We do get the occasional wolf attacks, but these are directed with all the style and verve of an apprentice butcher raising his sledgehammer tentatively over the skull of a cow before letting it crash down upon the bovine cranium. They're almost always in closeup and utilize the fashionable, but lazy herky jerky shots and Attention Deficit Disorder quick cutting.

Worse yet, we seldom get real wolves, but rather fake ones generated with makeup and animatronic effects. I'm grateful they're not rendered digitally, but that's the best I can say for them. They all look like glorified puppets and in the night exteriors, some of the cheesiest digital effects are employed in order to make the wolves' eyes glow. Ugh.

Didn't Carnahan and his team ever hear of animal trainers?

The British Columbia locations allow for plenty of spectacular scenery, but they, like the rest of the film, are shot with competence and even then, not always even that.

More annoying than anything, it's yet another film with dubious research that presents a stereotypical portrait of wolves.

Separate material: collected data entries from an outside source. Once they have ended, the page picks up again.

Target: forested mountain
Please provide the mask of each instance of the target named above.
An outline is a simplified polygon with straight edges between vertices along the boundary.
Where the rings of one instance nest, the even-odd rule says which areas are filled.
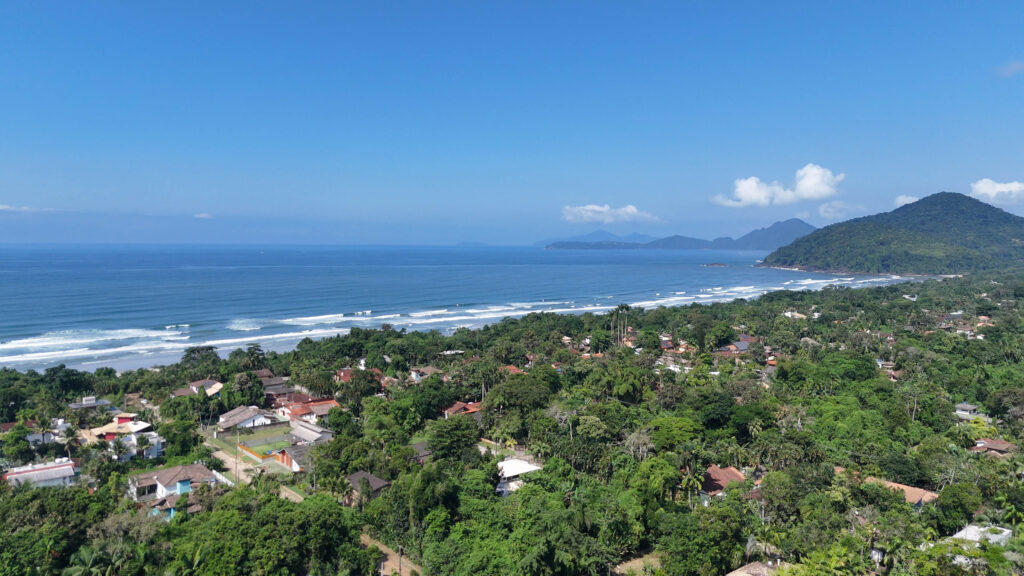
[[[553,242],[547,245],[551,250],[774,250],[814,232],[814,226],[799,218],[776,222],[767,228],[758,228],[739,238],[715,238],[704,240],[689,236],[668,236],[649,242],[622,238],[600,238],[587,240],[577,238]]]
[[[712,242],[714,248],[728,248],[732,250],[771,250],[779,246],[785,246],[790,242],[807,236],[817,230],[807,222],[799,218],[790,218],[782,222],[776,222],[767,228],[758,228],[732,240],[725,238],[724,246],[718,246],[719,240]]]
[[[1017,264],[1024,218],[942,192],[892,212],[826,226],[764,259],[765,266],[864,273],[956,274]]]

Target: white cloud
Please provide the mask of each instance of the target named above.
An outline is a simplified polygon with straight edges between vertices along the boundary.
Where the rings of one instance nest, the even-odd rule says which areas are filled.
[[[1016,76],[1017,74],[1024,72],[1024,60],[1014,60],[1013,62],[1004,64],[999,68],[996,68],[996,72],[1004,78]]]
[[[833,174],[828,168],[808,164],[796,171],[793,188],[778,182],[763,182],[756,176],[740,178],[733,183],[732,196],[719,194],[711,199],[715,204],[730,208],[793,204],[803,200],[823,200],[839,192],[839,183],[846,174]]]
[[[971,196],[992,204],[1016,204],[1024,199],[1024,182],[996,182],[982,178],[971,184]]]
[[[807,220],[808,218],[811,217],[811,213],[808,212],[807,210],[801,210],[800,212],[796,213],[796,217],[801,220]]]
[[[195,216],[193,216],[193,218],[197,218],[199,220],[209,220],[210,218],[213,218],[213,216],[210,215],[210,214],[207,214],[206,212],[200,212],[199,214],[196,214]]]
[[[636,206],[628,204],[622,208],[611,206],[587,204],[585,206],[566,206],[562,208],[562,218],[566,222],[574,224],[583,222],[600,222],[612,224],[615,222],[658,222],[658,217],[650,212],[638,210]]]
[[[32,208],[28,206],[11,206],[9,204],[0,204],[0,212],[33,212]]]
[[[904,204],[912,204],[914,202],[917,202],[918,200],[920,200],[920,198],[918,198],[917,196],[909,196],[907,194],[900,194],[899,196],[896,197],[896,200],[893,201],[893,204],[895,204],[896,207],[899,208],[900,206],[903,206]]]
[[[833,200],[818,206],[818,216],[821,216],[826,220],[842,220],[843,218],[846,218],[850,212],[864,212],[864,207],[857,206],[855,204],[847,204],[842,200]]]

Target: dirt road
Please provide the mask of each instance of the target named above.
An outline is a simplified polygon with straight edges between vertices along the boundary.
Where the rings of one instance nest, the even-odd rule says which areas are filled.
[[[423,569],[420,568],[419,566],[413,564],[412,562],[410,562],[409,558],[407,556],[402,556],[402,570],[401,570],[401,572],[399,572],[399,570],[398,570],[398,553],[397,552],[395,552],[391,548],[388,548],[384,544],[374,540],[373,538],[370,538],[366,534],[360,535],[359,536],[359,541],[363,544],[363,546],[366,546],[366,547],[376,546],[377,548],[380,549],[381,552],[384,553],[385,559],[384,559],[384,566],[381,568],[381,571],[380,571],[381,574],[390,575],[390,574],[394,574],[394,573],[399,573],[402,576],[412,576],[412,571],[413,570],[415,570],[416,572],[418,572],[420,574],[423,573]]]
[[[210,446],[207,444],[207,446]],[[216,449],[216,446],[210,446],[210,448]],[[252,482],[253,477],[253,466],[245,460],[245,458],[239,456],[232,456],[223,450],[216,450],[213,456],[224,463],[224,467],[227,468],[228,472],[231,472],[238,477],[238,481],[243,484]],[[236,467],[237,463],[237,467]],[[235,474],[235,471],[238,471]]]

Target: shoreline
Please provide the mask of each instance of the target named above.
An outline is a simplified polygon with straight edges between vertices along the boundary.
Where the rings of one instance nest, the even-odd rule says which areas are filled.
[[[791,270],[798,272],[808,272],[805,270]],[[782,283],[782,286],[770,286],[764,288],[758,288],[756,286],[732,286],[732,287],[712,287],[702,288],[697,292],[675,292],[666,295],[661,293],[656,294],[657,299],[655,300],[641,300],[630,303],[629,305],[634,308],[644,309],[656,309],[658,307],[675,308],[680,306],[689,306],[691,304],[713,304],[720,302],[731,302],[739,299],[753,300],[760,298],[761,296],[769,293],[780,292],[780,291],[805,291],[805,290],[821,290],[828,286],[850,286],[851,288],[870,288],[873,286],[886,286],[900,283],[911,283],[918,282],[927,278],[935,278],[934,276],[921,276],[921,275],[852,275],[845,278],[829,278],[829,279],[791,279]],[[857,279],[857,280],[855,280]],[[611,297],[609,297],[611,298]],[[616,308],[620,303],[611,302],[606,303],[591,303],[582,305],[578,308],[566,307],[567,304],[572,303],[571,301],[559,301],[547,303],[554,307],[552,308],[541,308],[537,307],[536,304],[525,305],[521,308],[512,308],[509,305],[493,305],[493,306],[476,306],[474,308],[466,308],[460,310],[460,307],[452,307],[451,309],[440,309],[440,310],[426,310],[418,312],[408,312],[403,314],[386,314],[377,317],[358,317],[353,316],[346,318],[350,322],[353,322],[350,326],[324,326],[315,328],[310,326],[309,330],[301,332],[286,332],[279,334],[263,334],[257,335],[252,334],[252,337],[234,337],[234,338],[212,338],[212,339],[200,339],[197,341],[182,341],[176,340],[174,342],[158,342],[150,345],[138,345],[139,351],[136,353],[126,353],[117,357],[102,358],[103,355],[116,354],[118,351],[127,352],[125,347],[110,348],[110,349],[98,349],[94,351],[94,355],[90,355],[86,351],[80,350],[66,350],[66,351],[54,351],[54,352],[41,352],[40,356],[51,356],[52,358],[44,359],[39,357],[38,359],[26,360],[25,362],[8,363],[2,366],[2,368],[11,368],[20,372],[27,372],[29,370],[43,371],[47,368],[64,364],[68,368],[76,370],[82,370],[87,372],[95,372],[100,368],[113,368],[118,372],[128,372],[134,370],[159,370],[162,366],[177,363],[181,360],[181,355],[185,349],[195,346],[214,346],[217,354],[221,357],[226,358],[231,352],[239,348],[244,348],[248,344],[259,344],[265,351],[273,351],[277,353],[286,353],[294,350],[299,342],[305,338],[311,338],[313,340],[322,340],[324,338],[330,338],[339,335],[348,334],[352,328],[358,327],[362,329],[380,329],[383,325],[391,325],[395,329],[399,330],[410,330],[410,331],[431,331],[438,330],[442,334],[450,335],[456,330],[466,328],[470,330],[479,330],[485,326],[496,324],[503,321],[506,318],[521,318],[532,313],[551,313],[551,314],[603,314],[608,310]],[[476,311],[480,314],[478,316],[465,316],[467,312]],[[328,316],[344,316],[344,315],[328,315]],[[286,323],[285,321],[277,321],[278,323]],[[269,323],[269,322],[268,322]],[[44,335],[45,336],[45,335]],[[10,343],[7,343],[10,345]],[[74,354],[81,352],[78,357],[65,357],[60,358],[61,355]],[[30,354],[24,354],[29,356]],[[47,361],[49,360],[49,361]]]

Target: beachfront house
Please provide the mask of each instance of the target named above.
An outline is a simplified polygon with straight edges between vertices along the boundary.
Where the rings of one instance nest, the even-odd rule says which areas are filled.
[[[36,488],[71,486],[78,475],[78,467],[70,458],[58,458],[41,464],[11,468],[0,476],[11,486],[30,484]]]

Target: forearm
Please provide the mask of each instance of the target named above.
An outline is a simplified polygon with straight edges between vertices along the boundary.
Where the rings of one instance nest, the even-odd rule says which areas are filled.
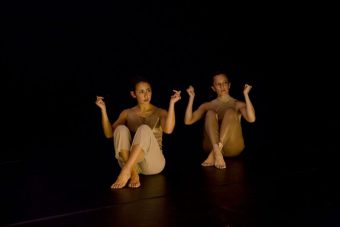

Didn't Farley Mowat's great book and Carroll Ballard's fine film adaptation Never Cry Wolf put all that nonsense to rest a long time ago? (I also happen to live in an area surrounded by wolves, so perhaps I carry a personal bias I can't get over.

Liam Neeson, as per usual, is worth watching, but why go to the trouble of shooting all this dross when it might have been easier to get him to crack open the telephone book and just read the listings to us? The rest of the cast ooze a certain competence, but their characters are thinly sketched so they barely register (save for one nasty, sterotypically contrary fellow).

The absolute nadir of this lame thriller is its seemingly ambiguous ending. This, along with all the idiotic flashbacks and poorly written yap-fests contribute unsuccessfully to Carnahan wishing to rise above his plodding yawn-inducer and convince us that he's a thinking man and that his movie is not just another straight to video thriller that's inexplicably getting a theatrical release.

A thriller can be many things, but to be boring is inexcusable.

I think I'll read some Jack London or watch Carroll Ballard's Never Cry Wolf to cleanse my palate of the foul taste Carnahan put there.

How about you?

"The Grey" is in theatrical release via E-One starting January 27.